Steve Katz: “Billy drove the first horse that I ever had at The Meadowlands, Dan Lynch (1985). He won. I thanked him and he said, ‘Don’t thank me, thank God.’ Years later, we sent him a 2-year-old named Berto Primo to get started baby racing in Toronto. He called me after the race and told me the colt was the ‘real deal.’ He was right. My $12,000 yearling made it to the Hambletonian.”

Dave Palone: “Terrific guy who was very instrumental and helpful when I came to The Meadowlands. He and Charlie Ginsburg helped me get started [when I was training] and he drove everything for me. Got to know him very well. His second trainer had Barberry Spur in the barn at the time. No one I would rather have dinner with and hear stories.”

Bonnie Butler: “Oh yes, I remember. He was a character.”

Paul Kelley: “Back in 1998, I guaranteed him a kiss from Michelle Pfeiffer in the winner’s circle if he won the race. He took back and finished third. Happy Birthday Billy!” Note: Paul’s sister-in-law is Michelle Pfeiffer married to producer David E. Kelley, Paul’s brother.

Rick Kane: “He has been referred to as “the Magic Man” during his driving career. He is often remembered for his even more memorable quotes during interviews, which in hindsight he could be thought of as the Yogi Berra of harness racing.”

Mary Pat Rhodes: “Once he got in an accident at Garden State Park. Days later he was sitting in the drivers’ room lounge and some man asked him how he was doing. Billy said, ‘A lesser man would still be in the hospital.’”

Pat Lachance: “I used to drive Billy and my dad to Garden State Park when I was a sophomore in high school. That’s when I met him. We had long chats on the way home. Awesome guy. The Magic Man!”

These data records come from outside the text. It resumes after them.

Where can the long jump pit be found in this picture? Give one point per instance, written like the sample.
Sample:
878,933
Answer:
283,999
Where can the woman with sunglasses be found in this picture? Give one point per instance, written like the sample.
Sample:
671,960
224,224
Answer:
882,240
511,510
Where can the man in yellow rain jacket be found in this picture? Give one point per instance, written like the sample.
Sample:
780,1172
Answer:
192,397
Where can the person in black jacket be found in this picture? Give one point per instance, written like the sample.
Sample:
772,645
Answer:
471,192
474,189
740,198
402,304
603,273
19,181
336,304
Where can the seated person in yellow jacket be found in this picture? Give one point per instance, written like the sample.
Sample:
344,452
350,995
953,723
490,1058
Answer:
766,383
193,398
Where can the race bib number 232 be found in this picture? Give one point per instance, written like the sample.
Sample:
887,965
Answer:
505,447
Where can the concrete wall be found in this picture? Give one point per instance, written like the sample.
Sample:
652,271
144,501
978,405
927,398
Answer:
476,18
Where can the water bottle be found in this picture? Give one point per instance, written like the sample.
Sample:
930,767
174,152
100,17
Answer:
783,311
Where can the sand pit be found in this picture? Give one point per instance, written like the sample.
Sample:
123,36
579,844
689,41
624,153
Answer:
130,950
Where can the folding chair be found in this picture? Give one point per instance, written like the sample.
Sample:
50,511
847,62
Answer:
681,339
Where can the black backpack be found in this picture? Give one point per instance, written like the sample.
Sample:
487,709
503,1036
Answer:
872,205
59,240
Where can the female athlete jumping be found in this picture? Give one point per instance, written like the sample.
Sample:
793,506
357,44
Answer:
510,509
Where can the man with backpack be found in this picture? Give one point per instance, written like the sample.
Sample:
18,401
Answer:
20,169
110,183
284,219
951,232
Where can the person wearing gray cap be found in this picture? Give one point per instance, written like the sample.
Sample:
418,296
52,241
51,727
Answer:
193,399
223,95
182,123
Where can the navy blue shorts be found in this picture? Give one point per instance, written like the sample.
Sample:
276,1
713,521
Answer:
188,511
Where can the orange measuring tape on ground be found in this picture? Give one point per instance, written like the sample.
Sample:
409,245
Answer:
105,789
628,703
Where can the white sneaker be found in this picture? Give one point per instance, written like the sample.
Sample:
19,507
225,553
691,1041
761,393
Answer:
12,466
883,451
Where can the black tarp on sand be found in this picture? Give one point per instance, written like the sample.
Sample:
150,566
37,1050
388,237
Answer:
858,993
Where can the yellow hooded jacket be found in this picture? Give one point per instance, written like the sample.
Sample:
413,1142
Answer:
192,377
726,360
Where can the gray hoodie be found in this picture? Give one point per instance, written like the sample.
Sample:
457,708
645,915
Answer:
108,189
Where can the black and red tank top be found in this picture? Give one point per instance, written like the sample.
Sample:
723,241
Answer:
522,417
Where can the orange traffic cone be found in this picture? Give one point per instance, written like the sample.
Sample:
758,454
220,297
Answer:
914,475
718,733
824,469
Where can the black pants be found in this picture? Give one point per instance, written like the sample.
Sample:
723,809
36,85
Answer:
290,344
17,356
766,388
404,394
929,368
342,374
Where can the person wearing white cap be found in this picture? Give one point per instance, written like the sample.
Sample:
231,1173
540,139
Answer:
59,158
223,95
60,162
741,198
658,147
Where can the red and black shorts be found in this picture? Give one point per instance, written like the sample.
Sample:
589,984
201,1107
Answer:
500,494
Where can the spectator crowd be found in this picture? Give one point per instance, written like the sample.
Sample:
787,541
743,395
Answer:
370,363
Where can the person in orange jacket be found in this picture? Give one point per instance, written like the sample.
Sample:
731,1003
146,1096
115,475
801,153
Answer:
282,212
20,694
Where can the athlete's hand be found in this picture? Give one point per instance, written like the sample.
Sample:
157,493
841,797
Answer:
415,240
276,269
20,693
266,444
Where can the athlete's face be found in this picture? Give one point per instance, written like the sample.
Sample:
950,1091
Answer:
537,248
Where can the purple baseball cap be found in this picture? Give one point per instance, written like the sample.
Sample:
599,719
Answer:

John Kopas: “I first met him in ‘78 or ‘79 when he was racing Lionel Minbar at Yonkers. One time, Ron Waples was in a wreck and Billy ran over him with his wheel. Ronnie said, ‘I thought you had time to miss me.’ Billy answered, ‘What makes you think I was trying to miss you?’

“Another time, a trainer tried to change shoes on a horse who was perfect the start before. Billy asked her about the change and the trainer said, ‘That’s what the dam wore.’ Billy said, ‘My mother wore high heels and I can’t go in them.’”

Paul Macchia: “Billy’s always 45 in my mind.”

Greg Wright: “I didn’t meet Billy until after The Meadowlands opened [1976]. I knew he was doing well in New England. Good friend and top horseman.”

Rod Allen: “Bill always wanted to carry on a conversation with you while you were going to the gate. He was also more aware what was going on than 99 per cent of us in the race. He never intentionally put you in a bad situation in a race and always looked out for others.